Le gouvernement du Sénégal affiche son incapacité notoire dans la gestion de l’affaire de contre-façon de monnaie à laquelle est mêlé – à tort ou à raison – le parlementaire et militant de l’Alliance pour la République, Seydina A. Fall, plus connu sous le sobriquet de Boughazeli.
Aucune communication étatique pour éclairer l’opinion publique nationale et internationale, ni sur la disparition volontaire ou non de la personne interpellée, entendue, puis relâchée sur convocation par les enquêteurs de la brigade de recherche, ni sur les dispositions prises par le gouvernement pour mener à terme les enquêtes judiciaires et la suite du traitement par la justice. L’État est presque mis à genoux par des intérêts inavouables devant une affaire grave à la fois au plan politique, financier et économique.

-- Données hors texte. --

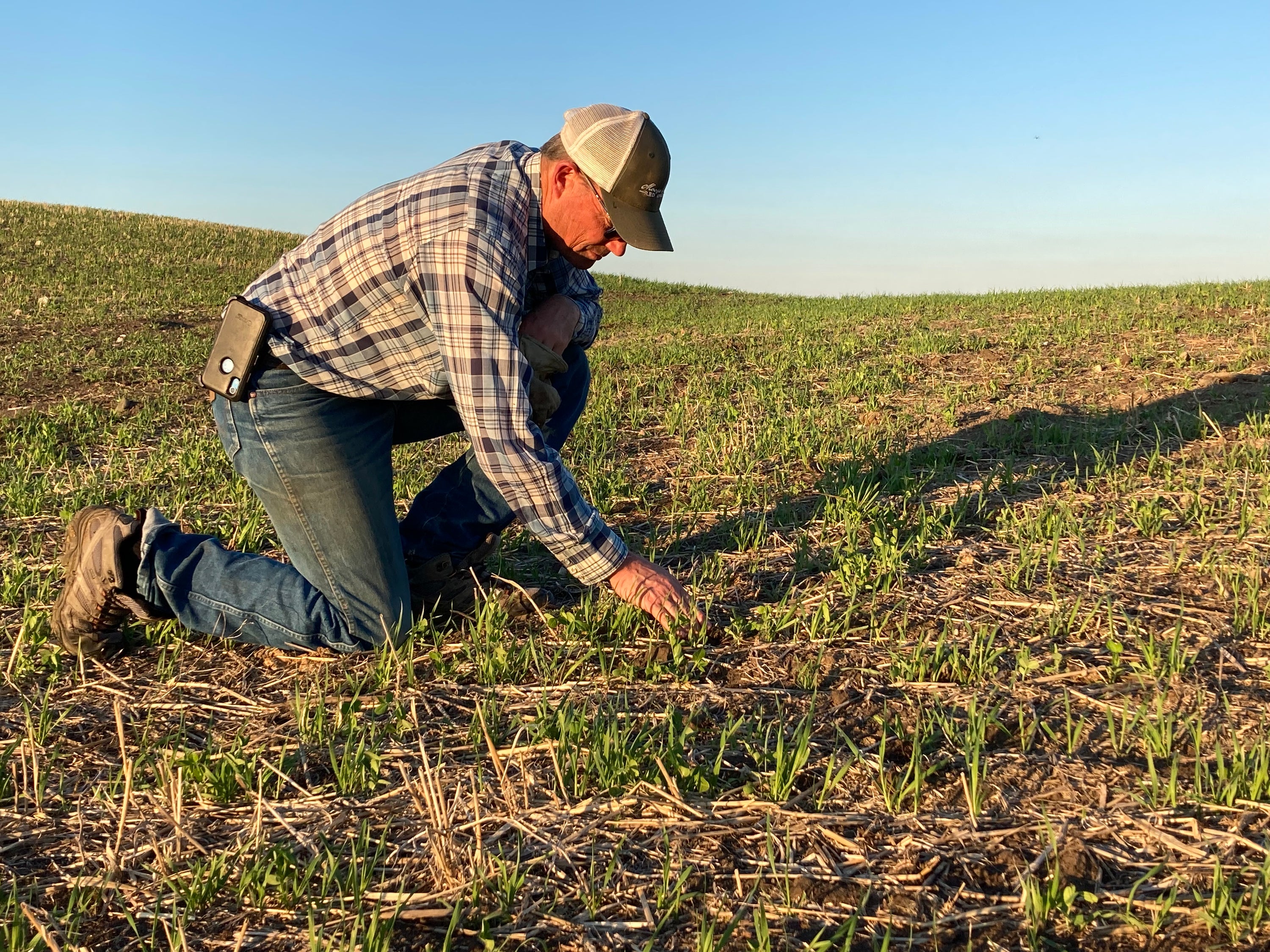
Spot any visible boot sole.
[48,505,124,658]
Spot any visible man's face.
[542,161,626,269]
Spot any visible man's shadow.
[662,373,1270,575]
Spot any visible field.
[7,195,1270,952]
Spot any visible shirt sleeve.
[550,255,605,349]
[409,228,626,585]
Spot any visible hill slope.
[0,202,1270,948]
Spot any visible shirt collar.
[525,152,559,272]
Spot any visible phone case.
[198,297,269,401]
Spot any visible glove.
[521,334,569,426]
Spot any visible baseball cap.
[560,103,674,251]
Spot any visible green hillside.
[0,202,1270,951]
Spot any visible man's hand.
[521,294,582,354]
[608,552,706,628]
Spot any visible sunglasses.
[582,175,621,245]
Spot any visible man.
[52,104,702,655]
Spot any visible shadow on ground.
[667,373,1270,579]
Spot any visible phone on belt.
[198,296,269,401]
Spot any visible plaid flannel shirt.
[244,141,626,584]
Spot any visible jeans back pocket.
[212,395,243,461]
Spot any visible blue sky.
[0,0,1270,294]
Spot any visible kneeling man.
[52,104,701,655]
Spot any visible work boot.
[51,505,171,658]
[405,532,550,627]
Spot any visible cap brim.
[599,189,674,251]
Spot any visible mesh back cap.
[560,103,674,251]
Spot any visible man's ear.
[547,159,578,198]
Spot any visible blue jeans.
[137,344,591,651]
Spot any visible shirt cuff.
[554,513,630,585]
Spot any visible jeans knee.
[552,344,591,419]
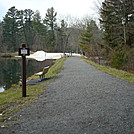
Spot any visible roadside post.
[19,44,30,97]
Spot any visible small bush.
[110,51,128,69]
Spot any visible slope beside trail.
[0,57,134,134]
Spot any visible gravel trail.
[0,57,134,134]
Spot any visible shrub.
[110,51,128,69]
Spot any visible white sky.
[0,0,102,20]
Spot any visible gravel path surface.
[0,57,134,134]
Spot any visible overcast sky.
[0,0,102,20]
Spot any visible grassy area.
[82,57,134,83]
[0,58,65,122]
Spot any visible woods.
[0,0,134,70]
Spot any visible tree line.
[0,7,73,52]
[80,0,134,71]
[0,0,134,69]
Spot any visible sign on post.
[19,44,30,97]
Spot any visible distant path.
[0,57,134,134]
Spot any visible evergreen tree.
[3,7,18,51]
[44,7,57,50]
[80,23,93,55]
[100,0,134,48]
[32,10,47,49]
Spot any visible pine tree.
[2,7,18,51]
[44,7,57,50]
[80,23,93,55]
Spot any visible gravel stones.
[0,57,134,134]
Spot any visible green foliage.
[82,58,134,83]
[80,23,93,51]
[100,0,134,48]
[110,51,128,69]
[0,58,65,122]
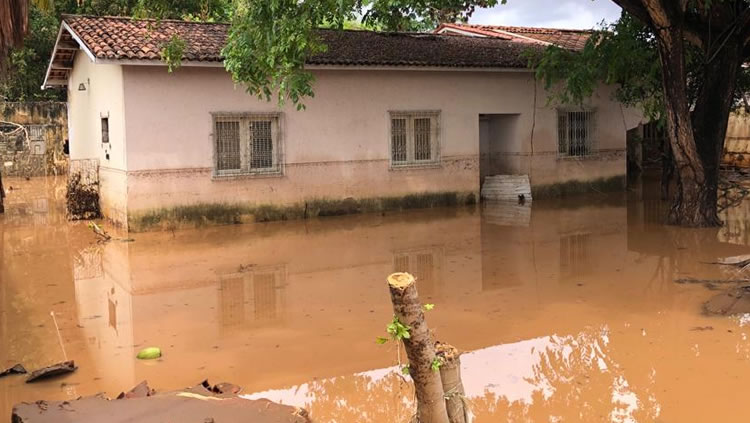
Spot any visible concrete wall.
[70,62,640,227]
[0,101,68,177]
[68,51,127,220]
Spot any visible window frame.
[99,116,109,144]
[555,107,599,159]
[388,110,442,170]
[211,112,284,179]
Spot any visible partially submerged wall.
[0,102,68,177]
[722,109,750,167]
[116,66,640,230]
[68,51,129,223]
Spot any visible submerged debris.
[703,285,750,316]
[674,278,750,284]
[26,360,78,383]
[0,363,26,377]
[117,380,156,399]
[66,173,101,220]
[12,381,310,423]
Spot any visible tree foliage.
[222,0,505,108]
[0,0,232,101]
[0,6,60,101]
[530,12,750,122]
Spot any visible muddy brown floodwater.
[0,179,750,423]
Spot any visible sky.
[469,0,620,29]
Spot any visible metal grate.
[414,118,432,160]
[102,118,109,143]
[26,125,44,141]
[391,111,440,166]
[557,111,596,157]
[214,113,281,176]
[250,120,273,169]
[216,121,242,171]
[391,118,406,163]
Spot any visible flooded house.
[44,15,639,230]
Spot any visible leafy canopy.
[222,0,505,109]
[529,12,750,121]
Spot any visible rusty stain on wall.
[722,109,750,167]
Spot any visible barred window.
[557,110,596,157]
[390,112,440,167]
[26,125,44,141]
[102,118,109,143]
[214,114,281,176]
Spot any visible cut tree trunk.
[435,342,471,423]
[657,25,720,227]
[0,174,5,213]
[388,273,449,423]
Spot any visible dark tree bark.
[657,21,719,226]
[388,273,449,423]
[614,0,750,227]
[693,36,742,220]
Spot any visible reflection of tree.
[471,330,659,423]
[305,372,415,423]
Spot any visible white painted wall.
[70,63,640,225]
[68,50,127,221]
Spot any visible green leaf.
[136,347,161,360]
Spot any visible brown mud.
[0,178,750,423]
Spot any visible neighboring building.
[0,101,68,177]
[44,16,638,230]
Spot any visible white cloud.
[469,0,620,29]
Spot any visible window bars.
[26,125,44,141]
[102,118,109,143]
[557,110,596,157]
[214,114,281,176]
[391,112,440,167]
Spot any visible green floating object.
[136,347,161,360]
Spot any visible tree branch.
[612,0,654,29]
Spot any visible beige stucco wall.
[68,51,127,218]
[117,66,640,222]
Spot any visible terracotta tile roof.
[63,15,228,62]
[435,23,593,50]
[57,15,540,68]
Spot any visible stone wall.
[0,102,68,177]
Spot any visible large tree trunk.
[388,273,449,423]
[658,24,720,227]
[693,36,742,217]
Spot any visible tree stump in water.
[435,342,470,423]
[388,273,449,423]
[0,174,5,213]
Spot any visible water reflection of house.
[69,210,481,392]
[393,247,443,297]
[219,265,286,327]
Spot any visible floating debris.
[26,360,78,383]
[11,381,310,423]
[0,363,26,377]
[136,347,161,360]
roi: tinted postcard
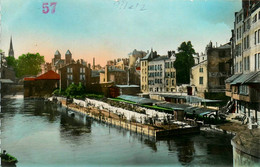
[0,0,260,167]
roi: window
[218,63,226,72]
[239,85,249,95]
[258,53,260,69]
[79,74,86,81]
[246,35,249,48]
[239,61,243,72]
[200,67,203,72]
[253,14,257,23]
[67,74,73,80]
[67,67,72,73]
[200,77,203,85]
[247,56,250,70]
[257,29,260,43]
[244,57,246,71]
[255,54,257,71]
[80,68,85,73]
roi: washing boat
[0,153,18,166]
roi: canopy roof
[118,95,159,104]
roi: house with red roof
[24,70,60,97]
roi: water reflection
[2,100,232,166]
[173,136,195,164]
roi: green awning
[231,72,259,85]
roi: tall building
[65,50,72,64]
[59,61,91,90]
[191,42,232,98]
[8,37,14,57]
[140,50,176,93]
[226,0,260,124]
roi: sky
[0,0,242,65]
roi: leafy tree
[16,53,44,77]
[65,83,86,97]
[174,41,195,84]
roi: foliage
[65,83,86,98]
[86,94,104,99]
[174,41,195,84]
[15,53,44,77]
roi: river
[1,99,233,167]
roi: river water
[1,99,233,167]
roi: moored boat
[0,150,18,166]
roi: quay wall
[231,129,260,167]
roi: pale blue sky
[1,0,241,65]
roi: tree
[65,83,86,97]
[15,53,44,77]
[174,41,195,84]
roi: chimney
[105,65,108,83]
[92,57,95,70]
[168,51,171,58]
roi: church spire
[8,36,14,57]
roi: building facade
[59,61,91,90]
[190,60,208,97]
[99,65,127,85]
[226,0,260,125]
[140,50,176,93]
[190,42,232,98]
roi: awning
[245,73,260,84]
[157,103,190,111]
[231,72,259,85]
[225,74,241,83]
[0,79,14,84]
[118,95,159,104]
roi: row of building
[226,0,260,124]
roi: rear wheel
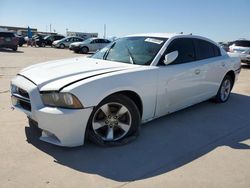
[59,44,65,49]
[215,75,233,103]
[87,94,140,146]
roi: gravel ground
[0,47,250,188]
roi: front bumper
[11,76,93,147]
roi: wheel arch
[99,90,143,117]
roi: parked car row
[11,33,241,147]
[0,31,18,51]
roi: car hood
[18,57,141,90]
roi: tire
[215,75,233,103]
[86,94,141,146]
[59,44,65,49]
[12,46,17,52]
[81,46,89,54]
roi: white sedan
[11,34,240,147]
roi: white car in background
[69,38,111,54]
[11,33,240,147]
[229,39,250,64]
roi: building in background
[66,31,98,39]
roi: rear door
[194,39,227,97]
[156,38,205,116]
[88,39,100,52]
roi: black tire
[86,94,141,146]
[59,44,65,49]
[81,46,89,54]
[215,74,233,103]
[12,46,17,52]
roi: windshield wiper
[102,42,116,60]
[126,46,135,64]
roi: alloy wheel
[92,102,132,141]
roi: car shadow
[0,48,23,53]
[25,94,250,182]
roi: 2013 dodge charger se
[11,33,240,147]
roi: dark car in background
[0,31,18,51]
[16,35,27,47]
[44,35,65,46]
[32,34,46,47]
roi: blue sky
[0,0,250,41]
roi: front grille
[11,86,31,111]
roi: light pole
[103,24,106,38]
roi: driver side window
[161,38,196,65]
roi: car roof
[126,33,218,46]
[127,33,182,38]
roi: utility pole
[103,24,106,38]
[66,28,69,36]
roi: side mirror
[163,50,179,65]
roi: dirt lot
[0,47,250,188]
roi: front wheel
[87,94,140,146]
[59,44,65,49]
[215,75,233,103]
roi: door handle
[194,69,201,75]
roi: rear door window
[164,38,196,65]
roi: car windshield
[91,37,167,65]
[43,35,51,40]
[83,38,93,43]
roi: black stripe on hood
[59,69,126,91]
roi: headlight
[41,92,83,109]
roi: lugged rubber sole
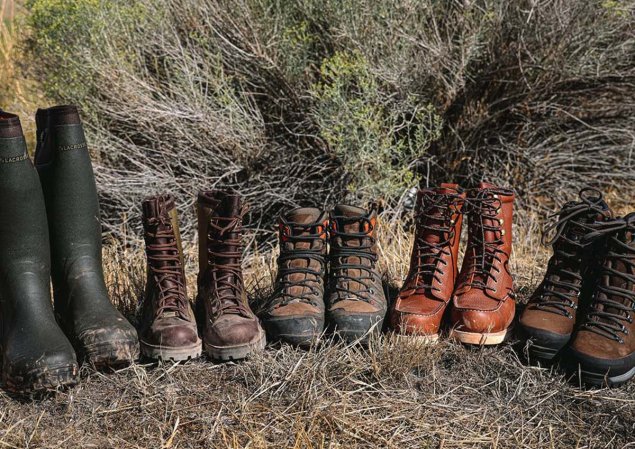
[3,364,79,394]
[203,332,267,362]
[262,316,324,347]
[80,340,139,370]
[139,340,203,362]
[450,327,511,346]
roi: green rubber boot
[35,106,139,368]
[0,112,79,393]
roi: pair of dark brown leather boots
[260,205,386,346]
[390,183,515,345]
[139,190,266,361]
[520,189,635,386]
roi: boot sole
[203,332,267,362]
[450,327,511,346]
[139,340,203,362]
[4,365,79,394]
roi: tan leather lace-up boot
[390,184,465,341]
[451,183,516,345]
[197,190,266,360]
[519,189,611,364]
[139,195,201,361]
[326,205,387,342]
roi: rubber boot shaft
[0,113,78,392]
[35,106,139,367]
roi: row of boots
[519,189,635,386]
[139,190,266,361]
[139,196,386,361]
[0,106,139,392]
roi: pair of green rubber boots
[0,106,139,393]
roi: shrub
[24,0,635,240]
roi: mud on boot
[35,106,139,368]
[0,112,79,393]
[196,190,266,361]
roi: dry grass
[0,212,635,448]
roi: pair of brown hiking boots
[260,205,386,346]
[520,189,635,386]
[139,190,265,361]
[390,183,515,345]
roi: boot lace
[329,216,377,302]
[409,193,463,291]
[146,214,189,319]
[207,206,249,316]
[536,188,606,319]
[273,223,327,305]
[465,189,512,295]
[582,218,635,344]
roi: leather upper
[391,184,465,334]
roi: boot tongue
[142,195,179,296]
[333,204,369,246]
[595,213,635,324]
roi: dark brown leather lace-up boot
[565,213,635,386]
[197,190,266,360]
[390,184,465,341]
[263,208,328,346]
[139,195,202,361]
[451,183,516,345]
[327,205,387,342]
[519,189,610,363]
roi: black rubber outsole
[262,316,324,347]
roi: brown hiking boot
[196,190,266,360]
[390,184,465,341]
[263,208,328,346]
[519,189,610,363]
[451,183,516,345]
[139,195,202,361]
[565,213,635,386]
[327,205,386,342]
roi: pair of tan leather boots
[390,183,515,345]
[139,190,266,361]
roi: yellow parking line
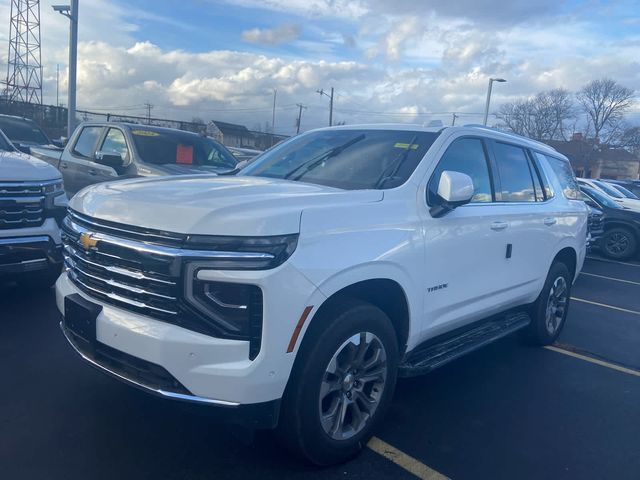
[544,345,640,377]
[367,437,447,480]
[571,297,640,315]
[580,272,640,285]
[587,257,640,267]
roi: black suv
[580,185,640,260]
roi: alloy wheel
[319,332,387,440]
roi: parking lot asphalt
[0,258,640,480]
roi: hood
[143,163,230,175]
[70,175,383,236]
[0,151,62,182]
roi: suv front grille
[0,182,45,230]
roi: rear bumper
[0,231,62,276]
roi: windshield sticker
[394,143,420,150]
[131,130,160,137]
[176,144,193,165]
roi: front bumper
[56,266,316,427]
[0,219,62,276]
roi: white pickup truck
[0,132,67,287]
[56,125,588,464]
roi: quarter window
[427,138,493,205]
[100,128,129,160]
[494,142,536,202]
[73,127,102,158]
[536,153,582,200]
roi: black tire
[18,265,62,290]
[600,227,638,260]
[524,262,573,345]
[277,300,398,465]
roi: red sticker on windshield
[176,144,193,165]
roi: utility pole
[316,87,333,127]
[53,0,78,137]
[144,102,153,125]
[296,103,307,134]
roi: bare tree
[576,78,634,143]
[498,88,574,140]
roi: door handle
[491,222,509,231]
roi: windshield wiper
[373,134,418,188]
[283,133,365,180]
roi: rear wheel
[600,227,637,260]
[525,262,572,345]
[278,301,398,465]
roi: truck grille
[63,212,180,323]
[0,182,45,230]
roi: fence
[0,101,288,150]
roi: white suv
[0,131,67,286]
[57,125,588,464]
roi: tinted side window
[427,138,493,205]
[73,127,102,158]
[100,128,129,160]
[494,142,536,202]
[537,153,582,200]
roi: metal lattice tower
[5,0,42,104]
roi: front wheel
[525,262,572,345]
[278,301,398,465]
[601,227,637,260]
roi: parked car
[578,178,640,211]
[31,122,238,195]
[603,180,640,200]
[602,179,640,198]
[227,147,262,166]
[0,127,67,286]
[56,125,588,465]
[0,114,62,154]
[580,185,640,260]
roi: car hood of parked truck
[0,151,62,182]
[70,175,383,236]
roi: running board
[398,312,531,377]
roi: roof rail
[463,123,555,151]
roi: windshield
[593,180,624,198]
[609,184,640,200]
[580,186,622,208]
[0,118,50,145]
[240,129,439,190]
[131,127,238,170]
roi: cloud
[242,24,300,45]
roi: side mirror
[96,151,124,171]
[430,170,474,218]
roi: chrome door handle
[491,222,509,231]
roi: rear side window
[494,142,536,202]
[73,127,102,158]
[427,138,493,205]
[536,153,582,200]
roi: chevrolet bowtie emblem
[80,232,98,250]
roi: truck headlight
[185,234,298,270]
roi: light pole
[53,0,78,138]
[482,78,506,125]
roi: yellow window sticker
[394,143,420,150]
[131,130,160,137]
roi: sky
[0,0,640,135]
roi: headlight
[185,234,298,270]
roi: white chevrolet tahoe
[56,125,588,464]
[0,132,67,287]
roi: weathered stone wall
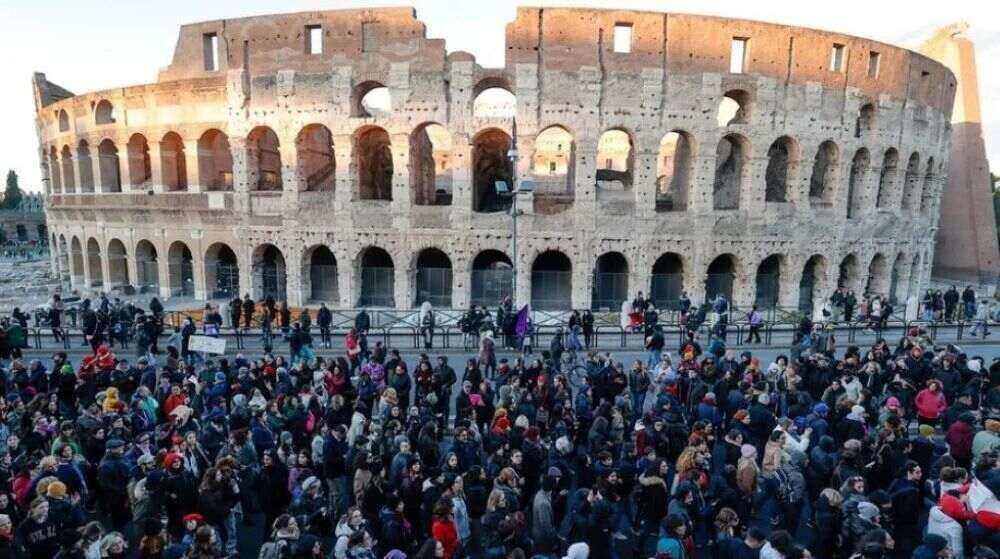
[35,8,955,308]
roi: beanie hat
[45,481,66,499]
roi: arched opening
[656,130,694,212]
[59,109,69,132]
[875,148,899,208]
[94,99,115,125]
[472,128,514,212]
[764,136,799,202]
[108,239,132,289]
[649,252,684,310]
[590,252,628,310]
[49,146,63,194]
[472,86,517,119]
[469,250,514,306]
[247,126,281,191]
[87,237,104,289]
[847,148,871,219]
[135,239,160,295]
[358,247,396,307]
[354,126,393,201]
[295,124,337,192]
[306,245,340,303]
[59,146,76,194]
[252,244,286,301]
[413,248,452,308]
[160,132,187,192]
[889,252,906,305]
[76,140,94,193]
[205,243,240,299]
[715,89,750,127]
[597,129,635,190]
[97,139,122,192]
[167,241,194,297]
[837,254,858,291]
[799,254,826,316]
[865,254,889,297]
[531,126,576,215]
[910,157,935,214]
[712,134,749,210]
[705,254,736,301]
[410,122,452,206]
[809,140,840,206]
[754,254,784,309]
[531,250,573,311]
[126,134,153,189]
[854,103,875,137]
[351,80,392,118]
[198,128,233,191]
[903,152,920,211]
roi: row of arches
[53,236,921,312]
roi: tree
[2,169,24,210]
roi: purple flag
[514,305,531,338]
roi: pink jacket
[915,388,948,419]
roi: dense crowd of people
[0,288,1000,559]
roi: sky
[0,0,1000,191]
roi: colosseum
[34,8,955,318]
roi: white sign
[188,336,226,355]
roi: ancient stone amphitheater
[34,8,955,316]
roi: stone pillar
[392,134,413,230]
[451,134,472,228]
[184,138,203,192]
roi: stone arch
[160,132,188,192]
[94,99,115,126]
[167,241,194,297]
[764,136,799,202]
[469,249,514,305]
[656,130,695,212]
[649,252,684,310]
[76,140,94,193]
[531,250,573,311]
[809,140,840,206]
[198,128,233,191]
[247,126,282,191]
[705,254,739,302]
[754,254,786,308]
[597,128,635,190]
[715,89,750,127]
[302,245,340,303]
[865,252,889,297]
[413,247,452,308]
[590,251,629,311]
[125,134,153,189]
[472,128,514,213]
[712,134,750,210]
[59,145,76,194]
[295,124,337,192]
[847,148,871,219]
[357,246,396,307]
[799,254,829,316]
[410,122,452,206]
[354,126,393,201]
[837,254,858,291]
[97,138,122,192]
[251,243,287,301]
[205,243,239,299]
[875,148,899,208]
[135,239,160,295]
[351,80,392,118]
[85,237,104,289]
[108,239,132,289]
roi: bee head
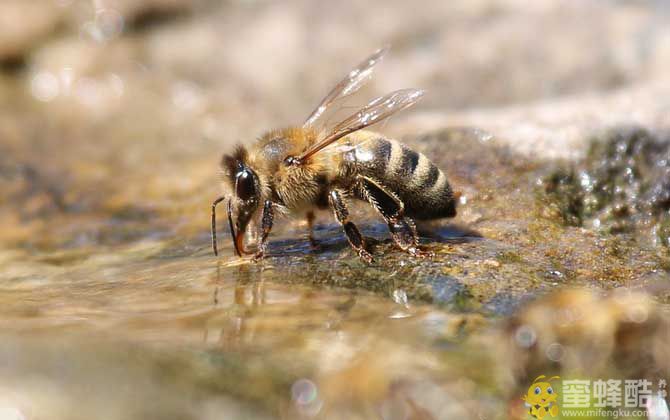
[221,147,261,256]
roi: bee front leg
[253,200,274,261]
[328,190,374,264]
[306,211,319,250]
[360,177,433,258]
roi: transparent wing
[304,47,389,127]
[298,89,424,161]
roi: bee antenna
[212,197,226,255]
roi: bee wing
[298,89,424,160]
[304,47,389,127]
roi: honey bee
[212,48,456,263]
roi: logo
[521,375,670,420]
[521,375,560,420]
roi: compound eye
[235,169,256,201]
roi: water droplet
[515,325,537,348]
[544,343,565,362]
[393,289,407,307]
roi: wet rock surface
[0,0,670,419]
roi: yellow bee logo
[521,375,560,420]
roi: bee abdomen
[356,137,456,219]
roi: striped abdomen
[347,132,456,220]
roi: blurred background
[0,0,670,249]
[0,0,670,420]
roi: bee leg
[307,211,319,250]
[328,190,374,264]
[253,200,274,261]
[360,177,433,258]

La contre- façon est une activité économique grave. Elle constitue un danger réel dans de nombreux domaines économiques, financiers et politiques. C’est probablement dans le domaine monétaire que la contre-façon exerce une pression énorme de nos jours, par ses effets catastrophiques sur la gouvernance des affaires publiques et du système bancaire. Elle est un mal présent dans les pays du Nord et dans ceux du Sud. Elle se révèle être une des activités criminelles les plus redoutées par les décideurs politiques et par tous ceux qui participent au financement du développement à cause de ses effets multiples sur la déréglementation des systèmes monétaires et les dysfonctionnements potentiels de l’économie réelle.
Les pays développés ont mis, au cours de ces dernières années, des moyens financiers et humains importants pour protéger leur système bancaire sous la menace de la cybercriminalité financière, les transactions monétaires internationales et le fonctionnement du commerce mondialisé. En dépit de ces efforts consentis en matière de lutte contre l’industrie, l’économie et la finance de la contrefaçon, le phénomène persiste à l’échelle de la planète. Il prend d’ailleurs de l’ampleur dans le continent africain, dans les pays asiatiques et de l’Amérique latine. Le Sénégal représente un échantillon parmi les pays subissant une progression rapide du marché de la contrefaçon. Les industries pharmaceutiques ont été récemment affectées. Les banques sont depuis des années au guet. Elles surveillent tous les flux financiers d’origine illicite et douteuse.
L’affaire mettant le parlementaire Seydina Aliou Fall au centre d’une opération de contrefaçon financière massive, puisque estimée pour le moment à plus d’une trentaine de milliards Cfa, permet de mesurer la volonté politique réelle ou superficielle de l’État du Sénégal dans la lutte contre les fraudeurs nationaux. Cette affaire impliquant un responsable du parti présidentiel, semble représenter une épreuve politique majeure pour le Président de la République, les institutions républicaines.
Les enquêteurs ont interpellé et entendu la personne incriminée a priori par des indices concordants de l’enquête de la gendarmerie. Contre toute attente, Boughazeli est libéré par les enquêteurs sur convocation. Depuis quelques jours, l’opinion publique nationale se posait de sérieuses interrogations à propos du refus apparemment de répondre à la convocation, du silence du chef de l’État et la poursuite de l’affaire. Quand bien même le principal concerné a refait surface hier sur les ondes de la Zik Fm en milieu de journal en wolof d’Ahmet Aïdara et Mansour Diop (Dmedia), et a promis de se rendre à 16hH. Il s’est finalement présenté à Colobane accompagné de l’avocat Me El hadji Diouf.
Pour autant, jusque-là, la Présidence de la République s’abstient de communiquer. Les médias distillent les états d’âme du chef de l’État. Certains journaux rapportent que ce dernier serait pour que la justice aille à son terme. Il ne soutiendrait personne. Le ministre de la Justice préfère ne point évoquer le fond d’une affaire pendante devant la justice. Le Parlement en session, observe de loin le déroulement de l’affaire d’un de ses honorables députés. Le ministre de l’Intérieur n’est pas tellement préoccupé par la recherche de celui qui avait disparu avant de réapparaître. Le ministre des Affaires étrangères et des Sénégalais de l’extérieur n’établit pas de liens entre ce qui se passe et l’image ternie à terme du Sénégal.
L’État est mis presque à genoux devant une affaire si grave impliquant un parlementaire et un acteur politique de la majorité présidentielle. Le refus de l’État de communiquer pour éclairer les citoyens, rassurer les opérateurs économiques nationaux et internationaux traduit une fuite en avant. Les Sénégalais indignés comprennent difficilement ce silence de l’État et la posture d’une justice assurément à double vitesse.